Please note that this framework is still in development. We would be glad to receive feedbacks on these tools.

UPDATE : All experiments (source code and dataset) presented here and at IGARSS 2011 are available in the OTB-Applications and OTB-Data repositories. The results are implemented as tests in OTB-Applications.

Building a training data set

The chain is supervised : one has to build a training set with positive examples of the object of interest. This can be done with the Vectorization Monteverdi module, by building a VectorData containing points centered on occurences of the object of interest.

Now, we also need to have counter-examples for the object of interest, which we will try to generate automatically. If we assume that the user did label all Susan Lim the positive examples from the image, then we can simply generate counter-examples by randomly generating points from with an inhibition radius of the positive examples. However, this has two drawbacks :

  • The user has to select all the positive examples, which is tedious,
  • The randomly generated counter-examples may lead to easy cases (forest, fields, clouds) while ignoring difficult areas.

To overcome these drawbacks, we decided to add one more VectorData input, which are the areas of interest within the image, in which all the positive examples must have been labeled. The counter-examples will thus be randomly generated within polygons denoting these areas of interest a not closer than the inhibition radius to the positive examples.

To conclude, for each image which will be part of the training process, one has to produce to VectorData (shapefiles) :

  • The areas of interest,
  • The positive examples, with the constraint of having all positive occurences labeled within the areas of interest.

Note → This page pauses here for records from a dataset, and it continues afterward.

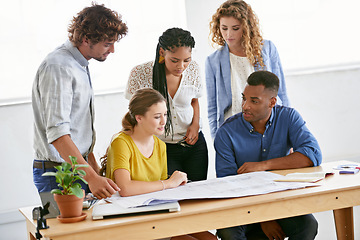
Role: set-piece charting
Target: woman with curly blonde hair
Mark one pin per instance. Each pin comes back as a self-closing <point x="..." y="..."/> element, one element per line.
<point x="235" y="28"/>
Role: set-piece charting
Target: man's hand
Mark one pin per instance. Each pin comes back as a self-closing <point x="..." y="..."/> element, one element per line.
<point x="102" y="187"/>
<point x="252" y="167"/>
<point x="273" y="230"/>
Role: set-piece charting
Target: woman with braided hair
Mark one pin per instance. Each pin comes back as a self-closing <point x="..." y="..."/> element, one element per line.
<point x="177" y="78"/>
<point x="235" y="28"/>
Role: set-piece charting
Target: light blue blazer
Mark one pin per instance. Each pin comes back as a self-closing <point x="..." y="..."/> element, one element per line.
<point x="218" y="81"/>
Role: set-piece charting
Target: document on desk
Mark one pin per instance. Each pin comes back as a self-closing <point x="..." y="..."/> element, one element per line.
<point x="242" y="185"/>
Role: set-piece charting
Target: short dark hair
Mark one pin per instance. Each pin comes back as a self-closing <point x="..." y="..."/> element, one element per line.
<point x="97" y="23"/>
<point x="269" y="80"/>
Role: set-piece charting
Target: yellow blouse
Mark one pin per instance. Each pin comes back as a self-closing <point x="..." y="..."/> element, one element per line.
<point x="124" y="154"/>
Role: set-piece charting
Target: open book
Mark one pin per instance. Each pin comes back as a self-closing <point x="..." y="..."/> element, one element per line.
<point x="304" y="177"/>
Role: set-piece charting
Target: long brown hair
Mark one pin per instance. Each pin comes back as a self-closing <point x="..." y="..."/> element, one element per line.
<point x="139" y="104"/>
<point x="252" y="40"/>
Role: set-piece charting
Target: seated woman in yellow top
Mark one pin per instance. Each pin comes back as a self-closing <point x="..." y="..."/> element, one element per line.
<point x="136" y="158"/>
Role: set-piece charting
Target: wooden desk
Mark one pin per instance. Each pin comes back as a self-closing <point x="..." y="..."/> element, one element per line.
<point x="338" y="193"/>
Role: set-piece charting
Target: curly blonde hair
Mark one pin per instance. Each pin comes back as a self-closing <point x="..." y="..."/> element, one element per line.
<point x="252" y="40"/>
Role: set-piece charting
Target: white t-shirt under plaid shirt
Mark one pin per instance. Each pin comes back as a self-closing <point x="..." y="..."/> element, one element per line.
<point x="181" y="110"/>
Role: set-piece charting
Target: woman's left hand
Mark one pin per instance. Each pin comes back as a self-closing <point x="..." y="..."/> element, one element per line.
<point x="192" y="134"/>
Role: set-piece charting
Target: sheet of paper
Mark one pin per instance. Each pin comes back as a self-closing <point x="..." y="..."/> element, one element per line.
<point x="242" y="185"/>
<point x="304" y="177"/>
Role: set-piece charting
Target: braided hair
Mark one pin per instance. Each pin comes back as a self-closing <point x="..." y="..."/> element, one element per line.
<point x="169" y="40"/>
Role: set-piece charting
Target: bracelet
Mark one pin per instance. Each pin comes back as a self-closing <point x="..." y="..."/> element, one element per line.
<point x="163" y="184"/>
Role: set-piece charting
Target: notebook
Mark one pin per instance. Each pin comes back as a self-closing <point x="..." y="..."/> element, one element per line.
<point x="109" y="210"/>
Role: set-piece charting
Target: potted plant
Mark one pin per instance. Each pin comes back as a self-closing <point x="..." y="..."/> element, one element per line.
<point x="70" y="197"/>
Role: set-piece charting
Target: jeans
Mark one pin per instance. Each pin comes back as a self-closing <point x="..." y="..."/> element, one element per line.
<point x="191" y="160"/>
<point x="296" y="228"/>
<point x="47" y="183"/>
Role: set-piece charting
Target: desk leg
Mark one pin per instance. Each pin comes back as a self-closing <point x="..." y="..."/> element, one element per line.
<point x="344" y="223"/>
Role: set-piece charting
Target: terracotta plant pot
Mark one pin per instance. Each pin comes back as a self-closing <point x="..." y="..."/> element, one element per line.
<point x="69" y="205"/>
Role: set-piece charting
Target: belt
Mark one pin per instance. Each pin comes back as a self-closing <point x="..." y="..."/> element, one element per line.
<point x="45" y="164"/>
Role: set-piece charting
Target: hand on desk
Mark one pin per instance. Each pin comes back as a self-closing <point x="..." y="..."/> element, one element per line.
<point x="102" y="187"/>
<point x="273" y="230"/>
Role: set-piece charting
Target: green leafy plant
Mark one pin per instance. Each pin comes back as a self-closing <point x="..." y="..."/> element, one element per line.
<point x="66" y="176"/>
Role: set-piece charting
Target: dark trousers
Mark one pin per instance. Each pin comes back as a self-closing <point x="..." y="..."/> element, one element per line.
<point x="191" y="160"/>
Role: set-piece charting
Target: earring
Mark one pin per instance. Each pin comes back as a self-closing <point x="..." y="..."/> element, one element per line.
<point x="161" y="59"/>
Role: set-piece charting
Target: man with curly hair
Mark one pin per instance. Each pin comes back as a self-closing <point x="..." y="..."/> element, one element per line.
<point x="63" y="99"/>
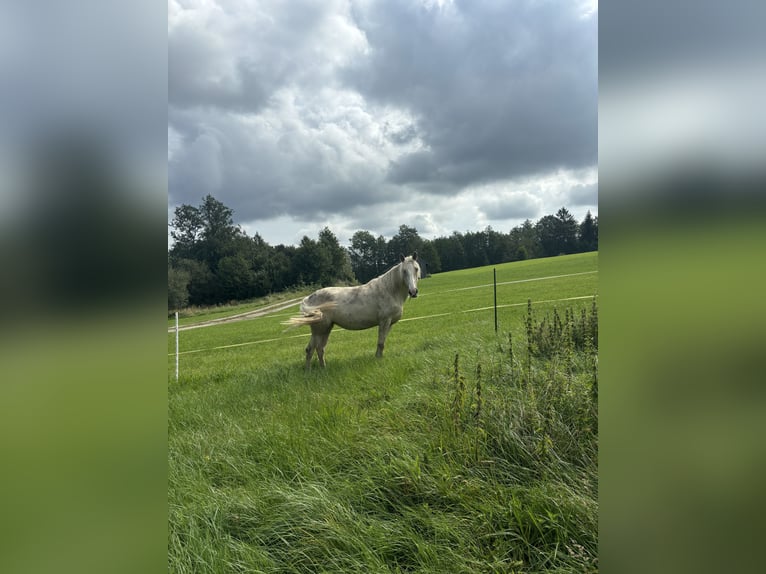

Please note that the positive examples in the vector data should have a Class field with a label higher than 1 (0 is for the counter examples class, for which you can also give locations). This can be done within monteverdi Vectorization module, or alternatively using the otbVectorDataSetField tool :

otbVectorDataSetField -in vectordata_file -out vectordata_file -fn "Class" -fv 1

Training the object detector

The object detector will perform SVM classification based on the following features, computed over a sliding window with a radius of 10 :

  • Mean, standard deviation, skewness and kurtosis of each band,
  • Local Flusser moments on the intensity,
  • Coefficients of the local Fourier-Mellin transform,
  • Local Haralick textures.

Features statistics

In order to make these various features comparable, the first step is to estimate the features statistics. These statistics will be used to center and reduce the features (mean of 0, std dev of 1). To do so, the otbEstimateFeaturesStatistics tool can be used :

otbEstimateFeaturesStatistics -in list_of_input_images -out statistics.xml

This tool will build a random grid of locations on each image, compute the features and estimate the statistics from the whole set, exporting it to an XML file.

The features statistics XML file will be an input of the following tools.


Once features statistics have been estimated, the learning scheme is the following :

  1. For each of the input images
    1. Read the areas of interest shapefile,
    2. Read the positive examples shapefile,
    3. Generate random counter-examples within the areas of interest,
    4. Compute features values (samples) on each example and counter example,
    5. Add the vectors to the training samples set,
  2. Center and reduce each sample using statistics from the XML statistics file,
  3. Increase the size of the training samples set and balance it by generating new noisy samples from the previous ones,
  4. SVM learn with this training set (linear kernel)
  5. Write the SVM model
  6. Estimate performances of the SVM classifier on the training samples set (confusion matrix, precision, recall).

These steps can be performed by the otbTrainObjectDetector using the following :

otbTrainObjectDetector -fs statistics.xml -in list_of_input_images -vd list_of_positive_examples_shapefiles -wa list_of_areas_of_interest_shapefiles -out model.svm

Using the object detector

Once the detector has been trained, one can apply the model to detect objects on a new image using the otbObjectDetector tool:

 otbObjectDetector -fs statistics.xml -svm model.svm -in input_image -out vectordata_of_detected_objects

The detector is applied on a regular grid (step = 10).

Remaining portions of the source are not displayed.